Teenagers are a high-risk group for food-hypersensitivity fatalities, engage in risk-taking behaviours and may experience impaired quality of life. Understanding their experience is important to inform their care. This study aimed to describe the lived experiences of teenagers with food hypersensitivity. Individual semi-structured interviews were conducted with 21 teenagers (13–18 yr) with food hypersensitivity to a variety of foods and analysed using a phenomenological approach. Teenagers described living with (or coming to know) food hypersensitivity (FHS) as a way of life but still found living with food hypersensitivity to be burdensome.
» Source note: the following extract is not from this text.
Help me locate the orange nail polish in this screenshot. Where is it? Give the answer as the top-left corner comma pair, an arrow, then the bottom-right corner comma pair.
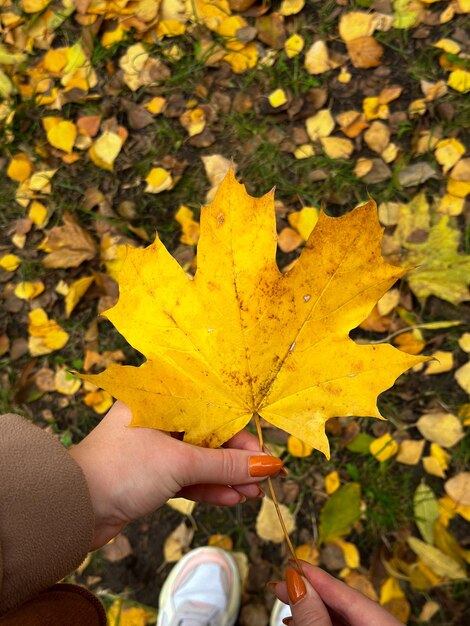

A necessary part of living with food hypersensitivity was coping with associated burden; a variety of coping strategies were employed to this effect. Teenagers described ways in which the burden of living with food hypersensitivity was alleviated or exacerbated by others. Management of food hypersensitivity was based on an assessment of acceptable risk resulting in varying levels of precaution taking. Teenagers’ understanding of their FHS and ability to cope with it needs to be regularly assessed. Educational support may be required to ensure they take an appropriate level of precautions to minimize the chance of future reactions while not over compromising their quality of life. Psychological support may be required to help them to utilize healthy adaptive strategies to cope with the stresses of living with FHS. This approach is also likely to facilitate the smooth handover of responsibility from parent to teenager.